All interesting stuff - i enjoy perusing your site.
I think you are misunderstanding my query about the control system though. I realise that the unicopter will be a very flyable machine, due to the rigid counter-rotating rotors. I understand that the controls will be very intuitive, with no cross coupling effects.
I really am just thinking about single channel response to either pitch or roll. If a chopper is in stable hover and is given a brief forward cyclic movement, the ideal is that the machine will settle with a forward speed until the same is applied rearwards. What I suspect happens is that the chopper continues forwards, until the centroid "pendulums" the chopper back to hover again. Likely it will swing a couple of times before settling back into a hover.
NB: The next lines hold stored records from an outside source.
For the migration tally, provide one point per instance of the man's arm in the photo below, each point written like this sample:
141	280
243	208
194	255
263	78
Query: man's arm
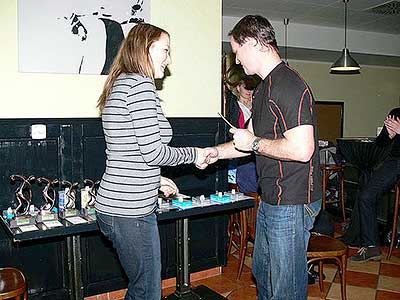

This means that the pilot, in addition to controlling the attitude of the chopper, is also controlling the pendulum swing. The practical upshot is that an inexperienced chopper pilot (or me, if i ever got the chance

) will end up struggling to match the pendulum frequency. This is what I mean by control damping, which I suspect to be an inverse function of disk loading (since rotor movement will damp motion). A gyro in the control system would effectively null this pendulum effect, or at least push the frequency down so low that it wasn't noticeable.
This is why I suggest a gyro in the control system. It's purpose wouldn't be to correct the basic characteristics of a very flyable machine, but to enhance them. The machine would become as easy to fly as the car that got the pilot to the airfield. If I was a "well-to-do" looking for a plaything, that would be high on my list.